Halpern’s playoff career has included back-to-back playoff losses to the Pittsburgh Penguins and then to the Tampa Bay Lightning while with the Caps the first time around, then back-to back defeats to the Vancouver Canucks while with the Dallas Stars and Los Angeles Kings and most recently a seven-game loss to the eventual Cup champion Boston Bruins. He said he was talking about it this past spring and realized something that leads to early playoff exits.

“I think the big thing you learn is little things that get exposed all add up,” he said.

Sounds familiar. Brooks Laich said as much a week earlier about the Caps’ second-round sweep at the hands of the Lightning.

“To win it, you have to play your absolute best in the playoffs, and I think our team is still growing,” Laich said.

Halpern’s role won’t be to pile up points, but the Caps envision him as their fourth-line center, faceoff specialist and a penalty-killer. On his honeymoon over the weekend, Halpern’s phone broke so he was unable to talk to general manager George McPhee or coach Bruce Boudreau about his role.

“I know I’ve missed some calls,” he said with a laugh. “I would imagine it’d be something like I’ve done in previous years.”

Newest Caps defenseman Roman Hamrlik is familiar with Halpern, having played with him last season with the Montreal Canadiens. Hamrlik had nothing but good things to say about Halpern, who is considered a good “character guy” in the locker room.

“Teammates always like him,” Hamrlik said over the weekend. “He can bring especially things on the PK, and he can bring experience, too.”

Perhaps not a ton of playoff experience — just 34 career games — but Halpern knows the drill in Washington after spending six seasons here from 1999-2000 to 2005-06.

Being from Potomac, Halpern has kept a close eye on the Caps and their rise from D.C. afterthought to hottest ticket in town.

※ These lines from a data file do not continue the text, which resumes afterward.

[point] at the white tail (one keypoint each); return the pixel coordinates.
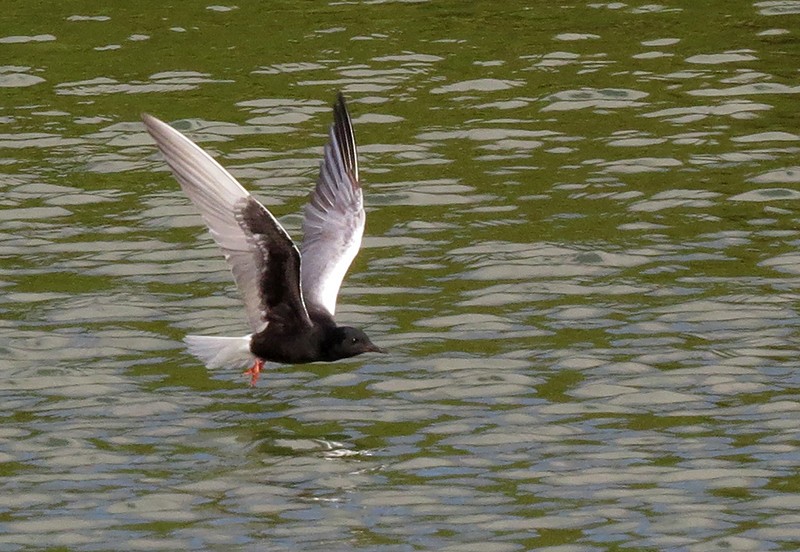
(217, 352)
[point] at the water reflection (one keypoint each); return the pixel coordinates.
(581, 252)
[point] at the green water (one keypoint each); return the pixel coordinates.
(581, 251)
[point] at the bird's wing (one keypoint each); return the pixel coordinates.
(334, 216)
(264, 261)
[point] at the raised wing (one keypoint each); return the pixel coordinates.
(264, 261)
(334, 217)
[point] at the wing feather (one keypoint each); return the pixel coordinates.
(254, 243)
(334, 216)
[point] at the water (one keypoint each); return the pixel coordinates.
(581, 250)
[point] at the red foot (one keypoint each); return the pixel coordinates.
(254, 371)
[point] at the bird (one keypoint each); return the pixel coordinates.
(289, 292)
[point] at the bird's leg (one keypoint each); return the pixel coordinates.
(254, 371)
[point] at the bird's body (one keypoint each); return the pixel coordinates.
(291, 311)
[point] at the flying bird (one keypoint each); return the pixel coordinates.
(289, 292)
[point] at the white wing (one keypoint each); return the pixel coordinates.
(221, 201)
(334, 217)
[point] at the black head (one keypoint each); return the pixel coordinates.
(345, 342)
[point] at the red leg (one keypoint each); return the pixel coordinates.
(254, 371)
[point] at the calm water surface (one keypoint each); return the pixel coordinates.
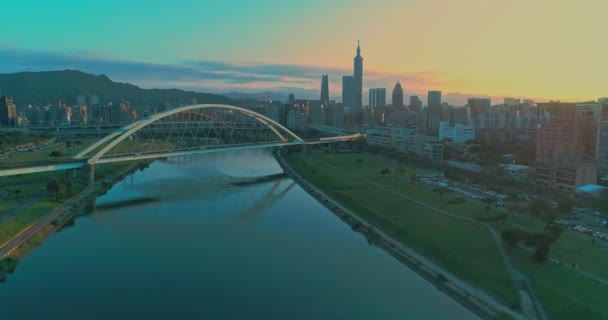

“I’m ecstatic. It’s a chance to win a Cup with an organization that I grew up with,” Halpern said. “And even though I haven’t been around, you always want to be part of something that grows.”

The organization has grown in terms of fan support — and winning, too. And despite his own bad luck in the playoffs, Halpern hopes he and his new teammates can help the Caps finally break through.

“The talent of guys that have been here is tremendous. They’ve been knocking on the door, and sometimes it takes a few tries,” he said. “I think everyone’s going to try to add to that mix.”

A mix Halpern hopes includes being on the winning end of a playoff handshake line — perhaps even more than once.

NOTE: It appears the Caps are looking for a new radio play-by-play man and that Steve Kolbe could be replaced. The team has a job listing up for “Director of Radio Broadcasting/Play-by-Play Broadcaster.” A spokesman said in an email, “We have expanded the scope and responsibilities associated with the Capitals radio play-by-play role to a new, full-time position.” Ex-Atlanta Thrashers play-by-play man Dan Kamal didn’t make the move to Winnipeg, and Hershey radio man John Walton could be a candidate for the job in Washington.